Wednesday, November 25, 2009

TOKYO -- Japan's new government, already bickering with the United States about the location of a Marine air station on Okinawa, appears intent on revealing evidence of a decades-old secret pact between Tokyo and Washington that allowed U.S. ships and aircraft to carry nuclear weapons on stopovers in Japan.

Foreign Minister Katsuya Okada said the investigation into the pact is in its final stages, and that its findings will be announced in January. "We'll be unburdening ourselves of the insistence of past governments that a secret agreement did not exist," Mr. Okada said in a speech last weekend.

The pact violates a Japanese law that prohibits nuclear weapons from being made, possessed or stored on its territory. But disclosure of the 1960s-era agreement is hardly new. In general outline, its existence has been known for years because of declassified U.S. government documents.

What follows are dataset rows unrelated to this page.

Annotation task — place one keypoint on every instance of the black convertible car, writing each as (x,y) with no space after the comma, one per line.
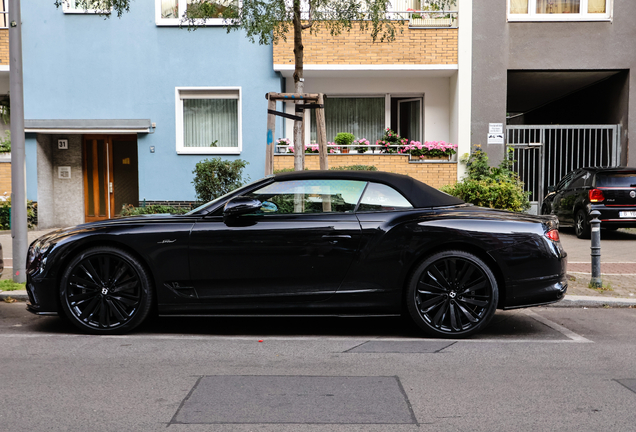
(306,243)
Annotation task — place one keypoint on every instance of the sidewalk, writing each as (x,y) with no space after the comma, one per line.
(618,269)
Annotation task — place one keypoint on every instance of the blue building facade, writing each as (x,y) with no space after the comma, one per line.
(119,110)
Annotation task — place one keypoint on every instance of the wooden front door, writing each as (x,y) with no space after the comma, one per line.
(110,175)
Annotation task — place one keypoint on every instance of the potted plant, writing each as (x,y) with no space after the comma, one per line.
(362,145)
(430,150)
(283,145)
(344,139)
(432,14)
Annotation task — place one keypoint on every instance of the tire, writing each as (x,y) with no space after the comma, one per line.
(105,290)
(581,226)
(440,300)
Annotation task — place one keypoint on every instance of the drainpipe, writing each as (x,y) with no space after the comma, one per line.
(18,153)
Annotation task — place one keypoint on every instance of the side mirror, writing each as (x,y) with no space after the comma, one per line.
(241,205)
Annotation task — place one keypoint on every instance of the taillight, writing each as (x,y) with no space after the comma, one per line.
(553,235)
(596,195)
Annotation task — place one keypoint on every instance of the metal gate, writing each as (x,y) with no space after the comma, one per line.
(544,154)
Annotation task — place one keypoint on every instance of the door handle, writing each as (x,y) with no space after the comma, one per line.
(333,238)
(336,236)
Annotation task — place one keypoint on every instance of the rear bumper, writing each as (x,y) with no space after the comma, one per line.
(611,216)
(539,295)
(42,295)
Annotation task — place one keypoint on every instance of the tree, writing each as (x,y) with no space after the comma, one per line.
(268,21)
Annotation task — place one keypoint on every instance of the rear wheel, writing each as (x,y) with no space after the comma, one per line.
(452,294)
(581,226)
(105,290)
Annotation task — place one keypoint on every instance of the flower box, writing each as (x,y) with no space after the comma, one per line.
(431,22)
(425,158)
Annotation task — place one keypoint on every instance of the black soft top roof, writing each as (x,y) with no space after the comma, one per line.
(418,193)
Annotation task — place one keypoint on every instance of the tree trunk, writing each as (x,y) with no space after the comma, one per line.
(299,87)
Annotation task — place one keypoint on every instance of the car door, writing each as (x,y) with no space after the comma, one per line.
(298,247)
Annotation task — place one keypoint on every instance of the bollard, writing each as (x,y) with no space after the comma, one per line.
(595,232)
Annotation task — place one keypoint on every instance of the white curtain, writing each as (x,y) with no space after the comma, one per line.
(596,6)
(363,117)
(210,122)
(169,8)
(519,6)
(558,6)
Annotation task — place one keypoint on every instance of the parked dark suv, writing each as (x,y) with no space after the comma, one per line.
(612,191)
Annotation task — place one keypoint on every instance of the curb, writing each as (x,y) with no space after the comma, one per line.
(17,295)
(569,301)
(574,301)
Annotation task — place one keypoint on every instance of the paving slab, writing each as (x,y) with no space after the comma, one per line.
(266,399)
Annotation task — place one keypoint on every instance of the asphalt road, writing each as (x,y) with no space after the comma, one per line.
(542,369)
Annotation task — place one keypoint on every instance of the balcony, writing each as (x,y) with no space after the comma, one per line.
(423,38)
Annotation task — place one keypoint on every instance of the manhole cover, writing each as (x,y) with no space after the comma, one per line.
(296,399)
(401,347)
(630,383)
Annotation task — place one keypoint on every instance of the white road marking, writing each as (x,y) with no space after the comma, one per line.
(266,339)
(606,274)
(564,331)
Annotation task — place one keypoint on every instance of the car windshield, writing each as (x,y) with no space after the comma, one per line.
(616,180)
(221,198)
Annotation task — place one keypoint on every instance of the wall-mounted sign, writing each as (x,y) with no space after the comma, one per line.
(495,133)
(64,172)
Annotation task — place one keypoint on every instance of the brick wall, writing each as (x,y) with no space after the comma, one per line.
(4,46)
(5,178)
(434,174)
(411,46)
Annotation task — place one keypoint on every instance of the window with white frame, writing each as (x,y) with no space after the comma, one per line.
(559,10)
(208,120)
(171,12)
(86,6)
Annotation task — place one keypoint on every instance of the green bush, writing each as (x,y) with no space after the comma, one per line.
(130,210)
(5,214)
(344,138)
(216,177)
(355,168)
(495,187)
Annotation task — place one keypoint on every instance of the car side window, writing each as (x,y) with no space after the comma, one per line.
(309,196)
(380,197)
(565,181)
(578,182)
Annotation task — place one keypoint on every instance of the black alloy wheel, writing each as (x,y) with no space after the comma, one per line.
(105,290)
(581,226)
(452,294)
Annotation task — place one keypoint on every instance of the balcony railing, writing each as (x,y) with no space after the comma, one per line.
(416,18)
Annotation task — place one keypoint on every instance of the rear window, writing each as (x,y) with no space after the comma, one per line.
(616,180)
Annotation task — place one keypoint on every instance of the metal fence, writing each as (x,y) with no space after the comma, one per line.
(544,154)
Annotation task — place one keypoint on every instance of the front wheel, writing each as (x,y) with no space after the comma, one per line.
(581,226)
(452,294)
(105,290)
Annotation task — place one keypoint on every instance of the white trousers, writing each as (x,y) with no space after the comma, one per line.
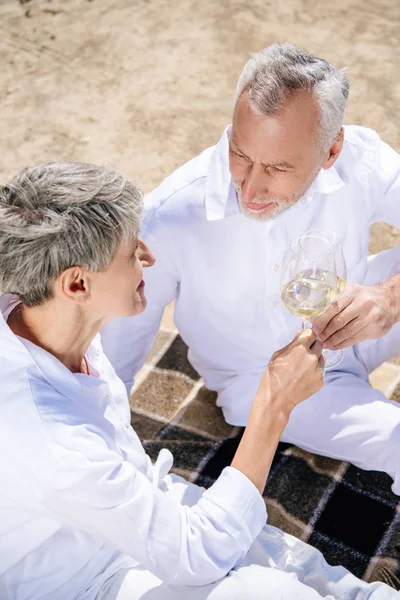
(277,567)
(348,419)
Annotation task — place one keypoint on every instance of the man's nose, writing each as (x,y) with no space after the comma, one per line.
(253,185)
(145,255)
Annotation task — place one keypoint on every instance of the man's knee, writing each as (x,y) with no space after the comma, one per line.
(258,583)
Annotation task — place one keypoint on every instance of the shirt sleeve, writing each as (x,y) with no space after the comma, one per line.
(127,341)
(99,492)
(386,185)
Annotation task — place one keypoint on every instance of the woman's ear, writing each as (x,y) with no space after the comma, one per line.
(75,284)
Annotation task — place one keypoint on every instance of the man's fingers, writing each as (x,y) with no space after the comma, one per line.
(317,348)
(338,322)
(307,337)
(349,340)
(320,323)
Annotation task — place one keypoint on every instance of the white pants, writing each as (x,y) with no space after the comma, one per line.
(348,419)
(277,567)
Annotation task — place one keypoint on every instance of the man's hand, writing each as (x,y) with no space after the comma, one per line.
(362,312)
(296,371)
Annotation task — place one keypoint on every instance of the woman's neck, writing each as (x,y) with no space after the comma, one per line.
(64,331)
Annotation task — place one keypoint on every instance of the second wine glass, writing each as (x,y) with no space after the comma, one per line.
(313,276)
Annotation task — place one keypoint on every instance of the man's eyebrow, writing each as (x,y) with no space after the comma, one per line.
(236,147)
(281,165)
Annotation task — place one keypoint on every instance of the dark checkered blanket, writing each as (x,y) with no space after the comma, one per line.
(349,514)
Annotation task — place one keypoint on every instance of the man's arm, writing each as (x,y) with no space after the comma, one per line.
(369,311)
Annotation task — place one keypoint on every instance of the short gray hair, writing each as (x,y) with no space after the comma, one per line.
(278,71)
(62,214)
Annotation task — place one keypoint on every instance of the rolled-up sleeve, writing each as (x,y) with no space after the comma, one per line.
(386,185)
(110,498)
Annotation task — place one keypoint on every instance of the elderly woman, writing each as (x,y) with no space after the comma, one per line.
(84,513)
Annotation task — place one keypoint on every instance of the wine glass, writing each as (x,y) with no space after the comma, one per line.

Still, the government's insistence on an official investigation of the matter has placed a new strain on U.S.-Japanese relations. "This is not the type of issue your closest ally forces you to confront publicly," said Ralph Cossa, president of the Center for Strategic and International Studies' Pacific Forum, a think tank in Honolulu.

When Defense Secretary Robert Gates visited Japan last month, he reportedly told Japan's defense minister not to allow the investigation of the agreement to hurt bilateral relations or weaken U.S. nuclear deterrence. The U.S. government is treaty-bound to defend Japan in case of attack, and it has about 36,000 military personnel based here.